Respect for the courts plays a role here, too. Gay marriage advocates won key court cases. A lot of people accept those judgments. The judicial branch may be the last branch of our federal government that commands any such respect. The fussing, fuming and deadlock in the partisan branches has grown so bad, I have to wonder: Perhaps Americans are now more willing than before to let the courts decide things. After all, at least courts can decide things.

Speaking of toxic politics, I also have to wonder how much of this change comes from backlash. I don't think gay marriage was much on the mind of a mainstream, straight American voter before the turn of the century. We inherited our attitudes about it, something we all do more than we admit. This social norm against gay marriage held -- until the issue proved too useful in politics for conservative opponents to leave it alone. It raised too much money and scared up too many votes.

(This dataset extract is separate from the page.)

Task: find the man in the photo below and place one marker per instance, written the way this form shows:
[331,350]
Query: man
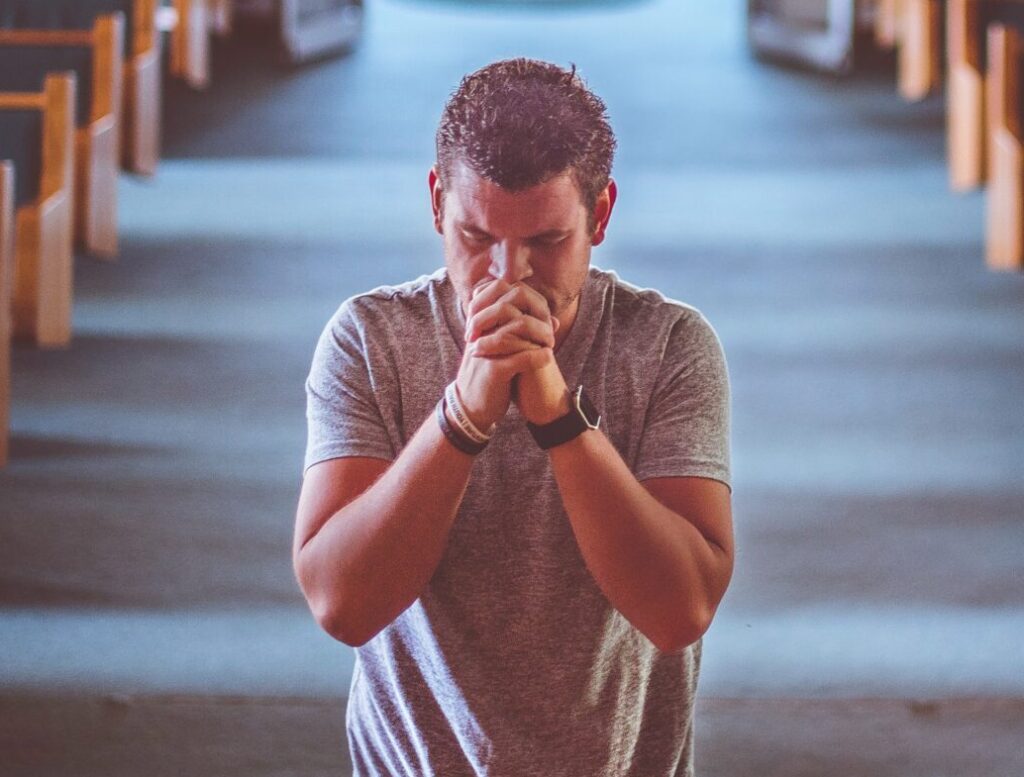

For more than a decade now, stopping gay marriage was presented as a dire reason to vote for this or that candidate. So voters, being conscientious sorts, shook off a legacy of social norms. They looked at the issue afresh and asked: "OK. Is this a reason to support this or that candidate?"

Suppose two people get drunk on the same night in Las Vegas and wake up married. Why should they be eligible for family plan insurance while two other people who have lived faithfully with each other for 30 years aren't? Voters began asking themselves questions like that. Now we have our answer. And nobody's turning into a pillar of salt.

Remember Tinky Winky of the Teletubbies kid's show? He was attacked in February 1999 as a sleeper agent for Gay Pride. I told people in the newsroom then that such paranoia didn't help the opposition. I kept a tiny plastic figurine of the little purple menace at my desk for months thereafter.

Be careful what drums you beat, and how loudly you beat them.